An employee brought an action for damages for wrongful dismissal against his employer. The company had sought to terminate his employment early, as it was entitled to do under his contract, on making certain payments in lieu of notice. But it had already indicated its intentions six months before the action was started.
The employee wished to rely on the negotiations that had taken place six months earlier, as part of his evidence that he had been wrongfully dismissed, but the company argued that those were ‘without prejudice’ and therefore should not be allowed as evidence.
The ‘without prejudice’ rules says that offers made as part of negotiations when a dispute is underway and genuinely aimed at settlement of the dispute, are not generally admissible in evidence if negotiations fail and the parties end up going to court.
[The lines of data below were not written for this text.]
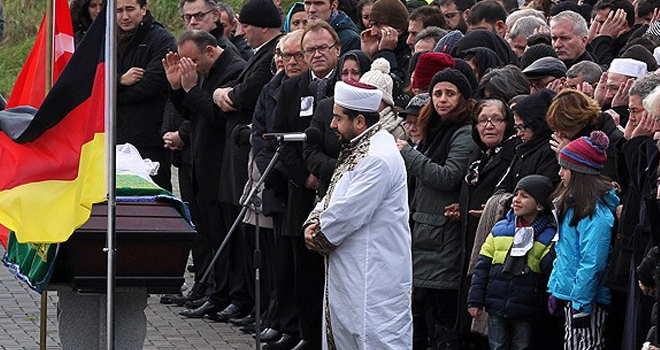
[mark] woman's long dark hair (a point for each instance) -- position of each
(581, 194)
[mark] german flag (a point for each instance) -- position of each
(53, 171)
(34, 70)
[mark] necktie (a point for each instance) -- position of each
(321, 85)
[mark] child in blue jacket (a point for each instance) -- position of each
(510, 276)
(585, 203)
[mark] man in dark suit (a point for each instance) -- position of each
(194, 73)
(236, 100)
(298, 98)
(142, 43)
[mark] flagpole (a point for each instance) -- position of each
(110, 152)
(50, 29)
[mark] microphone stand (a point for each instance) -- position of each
(251, 201)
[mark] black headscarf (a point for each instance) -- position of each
(486, 59)
(364, 62)
(484, 38)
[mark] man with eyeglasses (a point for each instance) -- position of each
(204, 15)
(570, 37)
(193, 73)
(277, 248)
(141, 90)
(327, 10)
(296, 104)
(454, 10)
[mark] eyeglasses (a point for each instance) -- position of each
(288, 56)
(520, 127)
(494, 121)
(323, 49)
(450, 15)
(198, 16)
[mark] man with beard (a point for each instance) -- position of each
(194, 73)
(361, 227)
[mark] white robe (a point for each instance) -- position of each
(369, 274)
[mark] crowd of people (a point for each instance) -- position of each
(485, 176)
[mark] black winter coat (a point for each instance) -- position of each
(246, 90)
(206, 123)
(275, 193)
(140, 106)
(321, 158)
(532, 157)
(288, 118)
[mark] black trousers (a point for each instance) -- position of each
(282, 311)
(229, 274)
(309, 284)
(440, 311)
(249, 244)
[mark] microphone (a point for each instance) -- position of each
(311, 136)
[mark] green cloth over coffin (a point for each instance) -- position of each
(33, 263)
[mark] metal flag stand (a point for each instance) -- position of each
(50, 30)
(110, 153)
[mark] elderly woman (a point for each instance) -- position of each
(493, 131)
(438, 166)
(533, 155)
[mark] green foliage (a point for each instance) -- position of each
(23, 18)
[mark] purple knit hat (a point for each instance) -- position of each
(586, 155)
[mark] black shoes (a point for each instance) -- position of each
(193, 304)
(287, 342)
(206, 309)
(303, 345)
(269, 335)
(196, 292)
(242, 321)
(231, 311)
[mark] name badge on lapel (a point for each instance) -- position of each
(306, 106)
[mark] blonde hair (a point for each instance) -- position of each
(571, 110)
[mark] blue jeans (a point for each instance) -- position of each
(505, 334)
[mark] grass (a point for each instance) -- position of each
(23, 18)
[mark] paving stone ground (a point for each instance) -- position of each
(19, 323)
(19, 320)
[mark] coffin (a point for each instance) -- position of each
(153, 241)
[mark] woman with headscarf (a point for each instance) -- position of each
(484, 38)
(533, 155)
(296, 18)
(438, 166)
(83, 13)
(321, 158)
(481, 60)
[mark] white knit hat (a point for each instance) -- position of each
(629, 67)
(357, 96)
(379, 76)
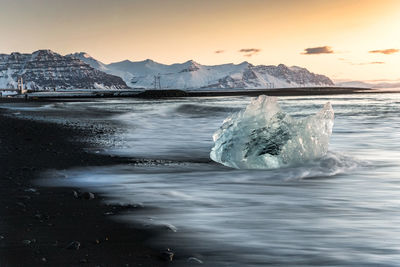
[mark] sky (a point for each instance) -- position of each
(343, 39)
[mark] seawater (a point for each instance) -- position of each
(341, 210)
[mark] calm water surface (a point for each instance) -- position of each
(343, 209)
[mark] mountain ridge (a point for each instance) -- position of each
(193, 75)
(47, 70)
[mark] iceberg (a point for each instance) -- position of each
(262, 136)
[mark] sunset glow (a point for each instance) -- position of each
(215, 32)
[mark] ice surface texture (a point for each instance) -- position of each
(262, 136)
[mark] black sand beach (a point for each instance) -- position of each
(38, 224)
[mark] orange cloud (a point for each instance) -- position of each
(385, 51)
(249, 51)
(318, 50)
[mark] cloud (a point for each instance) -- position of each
(361, 63)
(369, 63)
(318, 50)
(249, 51)
(385, 51)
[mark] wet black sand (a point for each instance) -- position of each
(37, 224)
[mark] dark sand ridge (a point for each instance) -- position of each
(37, 224)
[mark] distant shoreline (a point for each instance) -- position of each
(173, 93)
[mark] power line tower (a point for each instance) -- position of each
(21, 86)
(157, 81)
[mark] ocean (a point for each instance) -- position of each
(339, 210)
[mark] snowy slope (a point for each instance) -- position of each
(45, 69)
(192, 75)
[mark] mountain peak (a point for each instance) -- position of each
(44, 52)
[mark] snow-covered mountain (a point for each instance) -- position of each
(45, 69)
(192, 75)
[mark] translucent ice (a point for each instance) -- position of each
(262, 136)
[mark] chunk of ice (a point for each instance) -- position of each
(262, 136)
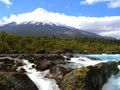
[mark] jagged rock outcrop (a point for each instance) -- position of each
(11, 79)
(85, 78)
(16, 81)
(44, 62)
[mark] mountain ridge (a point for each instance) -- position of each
(45, 29)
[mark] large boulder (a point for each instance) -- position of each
(58, 73)
(16, 81)
(9, 64)
(43, 61)
(86, 78)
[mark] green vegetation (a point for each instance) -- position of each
(82, 72)
(27, 44)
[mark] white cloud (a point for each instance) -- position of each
(7, 2)
(107, 26)
(110, 3)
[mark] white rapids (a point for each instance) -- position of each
(49, 84)
(39, 77)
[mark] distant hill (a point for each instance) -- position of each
(40, 29)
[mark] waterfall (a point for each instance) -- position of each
(39, 77)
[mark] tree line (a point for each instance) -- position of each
(10, 43)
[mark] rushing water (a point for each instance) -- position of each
(38, 77)
(114, 81)
(49, 84)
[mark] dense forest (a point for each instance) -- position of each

The aim is to encourage offers that might result in settlement by removing the fear that they will subsequently be used against you.
The judge at first instance decided that the ‘without prejudice’ rule did not apply, because litigation had not yet started or been threatened; however, the Court of Appeal overturned that decision, stating that the subject matter of the negotiations, and not the timing of them, was the determining factor; the issue was whether the parties would have been clearly conscious of the potential for litigation if they could not resolve the dispute by those negotiations.
Businesses conducting long-term negotiations with employees should consider carefully whether there is potential for litigation if the negotiations fail. If there is any doubt, take advice on whether they are ‘without prejudice’.